#été2023 #06 | Il faudrait être fou pour refuser une somme pareille

c’est ce qu’ils m’ont dit, Adrien, et ils ont vendu ma maison pendant que j’étais ici pour soigner ma jambe cassée et ma tête ramollie. Ils pensaient que je ne m’en remettrais pas et que la maison, elle pouvait pas rester vide, sans personne. De toute façon, qu’ils ont dit, j’étais devenue incapable de m’en occuper, une maison pareille, si grande, il aurait suffi d’une petite distraction avec le gaz par exemple, une étourderie, et tout aurait explosé, moi avec, ils s’en seraient voulu toute leur vie si une telle catastrophe était arrivée. Ils en tremblaient rien que d’y penser. Alors ils ont vendu ma maison, de toute façon, qu’ils ont dit je devais m’y ennuyer drôlement sans personne avec qui parler, même pas un chat, un perroquet, j’en perdais complètement la boule, alors qu’ici il y a toujours du monde, des nouvelles têtes, je suis soignée, on s’occupe de tout à notre place, on nous donne à manger, on nous emmène en promenade quand il fait beau, qu’ils ont dit, avec leurs enfants, leur travail, ils n’avaient pas le temps, trop de choses, trop de soucis, qu’ils viendraient me voir, me feraient faire des tours en voiture pour voir le paysage, mais ils ne sont pas venus, trop d’affaires, la maison à vendre, les meubles à vendre, les réunions, tout ça  prend du temps. Maintenant, Adrien, quand ils appellent, je ne sais plus qui est à l’autre bout du fil, ils ont tous la même voix, je fais un effort pourtant pour me rappeler, mais rien, c’est eux qui disent, c’est Marceline, c’est Gustave, c’est Valère, c’est Claude, c’est le petit Nathan, je ne me rappelle plus le visage du petit Nathan. Alors, tant pis, je dis quand même bonjour, je demande de leurs nouvelles, ils n’ont jamais de nouvelles, alors on s’arrête de parler, ils me demandent ce que j’ai mangé, mais je m’en souviens pas toujours, j’invente quelque chose pour qu’ils ne s’aperçoivent de rien, on parle du temps, parfois ils disent qu’ils ont fait des voyages d’affaires, on raccroche vite. La prochaine fois, je me dis, je ferai savoir que je suis occupée et que je ne pourrai pas venir au téléphone, mais je viens toujours. L’autre jour ils ont trouvé bizarre que j’aie si peu d’économies, juste ma pension qui tombe tous les mois, plus rien. J’ai honte de leur dire que l’argent était dans la maison qu’ils ont vendue et qu’ils ne pourront certainement plus le récupérer à l’heure qu’il est. Ni eux ni personne.

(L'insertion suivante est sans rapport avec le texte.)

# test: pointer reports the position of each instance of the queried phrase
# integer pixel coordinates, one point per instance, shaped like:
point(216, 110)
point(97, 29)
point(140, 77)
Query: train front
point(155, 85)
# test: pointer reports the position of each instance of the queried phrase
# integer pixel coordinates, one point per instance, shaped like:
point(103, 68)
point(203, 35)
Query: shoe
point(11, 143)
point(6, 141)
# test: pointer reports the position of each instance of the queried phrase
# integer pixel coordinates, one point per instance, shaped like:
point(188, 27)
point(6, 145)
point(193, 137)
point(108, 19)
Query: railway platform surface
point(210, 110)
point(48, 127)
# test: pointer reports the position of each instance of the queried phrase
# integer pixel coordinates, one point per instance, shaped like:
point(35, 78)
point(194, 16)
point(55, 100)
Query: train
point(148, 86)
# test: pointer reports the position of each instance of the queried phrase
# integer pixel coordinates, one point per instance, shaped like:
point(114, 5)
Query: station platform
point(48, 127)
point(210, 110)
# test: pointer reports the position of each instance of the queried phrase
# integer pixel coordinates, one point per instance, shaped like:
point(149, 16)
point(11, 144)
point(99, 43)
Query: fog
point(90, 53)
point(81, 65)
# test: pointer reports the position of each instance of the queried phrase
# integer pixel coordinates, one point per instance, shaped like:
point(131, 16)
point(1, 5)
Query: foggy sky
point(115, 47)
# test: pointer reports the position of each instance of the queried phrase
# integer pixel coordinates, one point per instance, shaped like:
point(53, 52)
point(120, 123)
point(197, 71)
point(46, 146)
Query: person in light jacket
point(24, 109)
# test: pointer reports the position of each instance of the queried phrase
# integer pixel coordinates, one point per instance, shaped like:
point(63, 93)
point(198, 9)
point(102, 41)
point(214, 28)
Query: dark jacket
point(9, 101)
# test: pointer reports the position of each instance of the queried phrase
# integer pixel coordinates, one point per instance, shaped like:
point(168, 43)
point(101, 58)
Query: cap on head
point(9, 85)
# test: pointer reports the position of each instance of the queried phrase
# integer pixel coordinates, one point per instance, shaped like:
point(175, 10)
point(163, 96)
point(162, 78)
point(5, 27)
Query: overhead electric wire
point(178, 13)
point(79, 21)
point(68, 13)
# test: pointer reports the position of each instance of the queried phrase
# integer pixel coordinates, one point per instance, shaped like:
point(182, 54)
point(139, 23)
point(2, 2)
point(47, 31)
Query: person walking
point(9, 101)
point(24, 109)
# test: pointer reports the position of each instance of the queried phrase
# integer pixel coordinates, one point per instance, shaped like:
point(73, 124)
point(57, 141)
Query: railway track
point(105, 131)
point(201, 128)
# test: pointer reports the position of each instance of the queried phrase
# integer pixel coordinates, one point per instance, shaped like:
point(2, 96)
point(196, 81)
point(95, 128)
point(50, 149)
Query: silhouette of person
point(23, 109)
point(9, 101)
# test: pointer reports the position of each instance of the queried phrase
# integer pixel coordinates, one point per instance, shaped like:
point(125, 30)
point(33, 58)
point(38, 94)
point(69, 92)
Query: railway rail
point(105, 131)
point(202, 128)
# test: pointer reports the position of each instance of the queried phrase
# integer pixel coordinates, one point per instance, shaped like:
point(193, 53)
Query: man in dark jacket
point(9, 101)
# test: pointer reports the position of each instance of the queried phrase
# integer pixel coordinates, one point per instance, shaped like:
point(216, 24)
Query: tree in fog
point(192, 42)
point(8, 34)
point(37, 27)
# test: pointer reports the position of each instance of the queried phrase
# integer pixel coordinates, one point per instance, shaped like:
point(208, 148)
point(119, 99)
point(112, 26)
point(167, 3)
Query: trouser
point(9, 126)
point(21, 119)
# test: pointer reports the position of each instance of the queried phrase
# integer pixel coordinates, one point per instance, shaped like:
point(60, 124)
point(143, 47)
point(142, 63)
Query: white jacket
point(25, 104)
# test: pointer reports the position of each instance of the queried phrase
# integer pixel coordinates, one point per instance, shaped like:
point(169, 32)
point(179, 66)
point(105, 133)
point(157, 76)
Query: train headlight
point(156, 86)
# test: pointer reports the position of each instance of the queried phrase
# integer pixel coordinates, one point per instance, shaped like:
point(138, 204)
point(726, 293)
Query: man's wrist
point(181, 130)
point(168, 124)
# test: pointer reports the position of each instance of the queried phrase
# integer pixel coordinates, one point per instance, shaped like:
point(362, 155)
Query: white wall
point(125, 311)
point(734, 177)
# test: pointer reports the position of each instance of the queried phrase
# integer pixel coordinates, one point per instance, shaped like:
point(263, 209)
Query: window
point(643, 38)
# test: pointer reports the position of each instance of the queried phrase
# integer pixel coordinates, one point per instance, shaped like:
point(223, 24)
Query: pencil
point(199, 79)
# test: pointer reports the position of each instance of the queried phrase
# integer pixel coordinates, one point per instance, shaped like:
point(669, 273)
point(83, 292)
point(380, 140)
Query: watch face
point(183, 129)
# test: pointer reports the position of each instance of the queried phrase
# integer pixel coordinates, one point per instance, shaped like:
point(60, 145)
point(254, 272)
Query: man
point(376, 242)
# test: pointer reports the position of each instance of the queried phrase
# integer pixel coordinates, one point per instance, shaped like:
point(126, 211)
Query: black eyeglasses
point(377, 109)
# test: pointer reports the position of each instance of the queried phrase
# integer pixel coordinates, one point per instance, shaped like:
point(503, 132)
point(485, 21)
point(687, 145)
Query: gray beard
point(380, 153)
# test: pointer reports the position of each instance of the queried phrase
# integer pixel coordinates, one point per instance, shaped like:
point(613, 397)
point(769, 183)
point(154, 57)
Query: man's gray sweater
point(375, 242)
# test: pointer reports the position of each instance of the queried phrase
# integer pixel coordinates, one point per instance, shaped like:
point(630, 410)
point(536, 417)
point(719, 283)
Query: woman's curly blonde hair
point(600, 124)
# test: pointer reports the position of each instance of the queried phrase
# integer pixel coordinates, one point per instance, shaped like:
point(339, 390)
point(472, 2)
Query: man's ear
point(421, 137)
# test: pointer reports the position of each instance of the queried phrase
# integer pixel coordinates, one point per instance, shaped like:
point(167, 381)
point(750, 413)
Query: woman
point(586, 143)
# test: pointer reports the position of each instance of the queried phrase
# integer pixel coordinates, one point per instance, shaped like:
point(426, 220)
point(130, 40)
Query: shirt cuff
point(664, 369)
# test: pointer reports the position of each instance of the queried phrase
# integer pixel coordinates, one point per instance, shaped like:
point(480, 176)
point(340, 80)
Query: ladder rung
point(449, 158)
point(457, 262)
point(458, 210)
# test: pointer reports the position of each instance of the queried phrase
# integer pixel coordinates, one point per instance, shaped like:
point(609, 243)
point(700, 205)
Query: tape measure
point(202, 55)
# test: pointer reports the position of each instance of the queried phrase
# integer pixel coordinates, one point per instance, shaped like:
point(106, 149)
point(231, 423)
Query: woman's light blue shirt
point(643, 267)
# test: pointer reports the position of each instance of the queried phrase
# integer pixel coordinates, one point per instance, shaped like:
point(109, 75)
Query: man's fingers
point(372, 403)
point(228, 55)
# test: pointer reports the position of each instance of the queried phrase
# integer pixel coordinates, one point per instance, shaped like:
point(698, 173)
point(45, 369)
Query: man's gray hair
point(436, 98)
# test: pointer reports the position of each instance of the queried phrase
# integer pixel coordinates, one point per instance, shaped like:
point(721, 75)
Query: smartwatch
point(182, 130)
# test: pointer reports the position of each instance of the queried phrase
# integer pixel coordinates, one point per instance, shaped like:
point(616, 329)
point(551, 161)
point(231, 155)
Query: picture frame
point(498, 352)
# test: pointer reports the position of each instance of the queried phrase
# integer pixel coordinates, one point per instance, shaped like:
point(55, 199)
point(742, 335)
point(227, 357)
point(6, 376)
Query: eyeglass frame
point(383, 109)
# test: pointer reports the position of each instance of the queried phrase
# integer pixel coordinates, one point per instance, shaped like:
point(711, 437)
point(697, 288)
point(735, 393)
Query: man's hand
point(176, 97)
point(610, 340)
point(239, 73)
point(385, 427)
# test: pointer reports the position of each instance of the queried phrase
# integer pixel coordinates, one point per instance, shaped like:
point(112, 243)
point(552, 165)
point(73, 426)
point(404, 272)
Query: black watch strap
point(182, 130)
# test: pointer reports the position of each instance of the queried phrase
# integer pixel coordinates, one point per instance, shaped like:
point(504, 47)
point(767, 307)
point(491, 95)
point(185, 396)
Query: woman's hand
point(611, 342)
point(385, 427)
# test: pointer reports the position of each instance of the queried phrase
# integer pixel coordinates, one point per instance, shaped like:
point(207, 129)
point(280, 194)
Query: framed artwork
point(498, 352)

A propos de Helena Barroso

Je vis à Lisbonne, mais il est peut-être temps de partir à nouveau et d'aller découvrir d'autres parages. Je suis professeure depuis près de trente ans, si bien que je commence à penser qu'autre chose serait une bonne chose à faire. Je peux dire que déménagement me définirait plutôt bien.

34 commentaires à propos de “#été2023 #06 | Il faudrait être fou pour refuser une somme pareille”

  1. Ce texte m’inspire énormément car j’ai l’impression de connaître cette vieille Dame qui n’a plus de maison et qui n’ a même plus l’idée ou la force de la réclamer. J’avais écrit un long texte, où je parlais d’elle , d’Adrien son confident et de Nathan celui qui apprendra plus tard, et cherchera peut-être à savoir ce qu’était cette maison et ce qu’elle contenait. Je pourrais même écrire le roman à votre place ce qui est tout de même fort de café…Les images et les mots me viennent spontanément et cela me fait sourire. Heureusement, que mon message a scratché sinon, je vous l’aurais tartiné sur l’écran…

    • « Je pourrais même écrire le roman à votre place ce qui est tout de même fort de café… » Pourquoi pas Marie-Thérèse ? Ou à quatre mains, chacune développant le texte selon les propositions données. On comparerait à la fin ! Mais je vais voir votre autre message qui est apparu sur l’écran.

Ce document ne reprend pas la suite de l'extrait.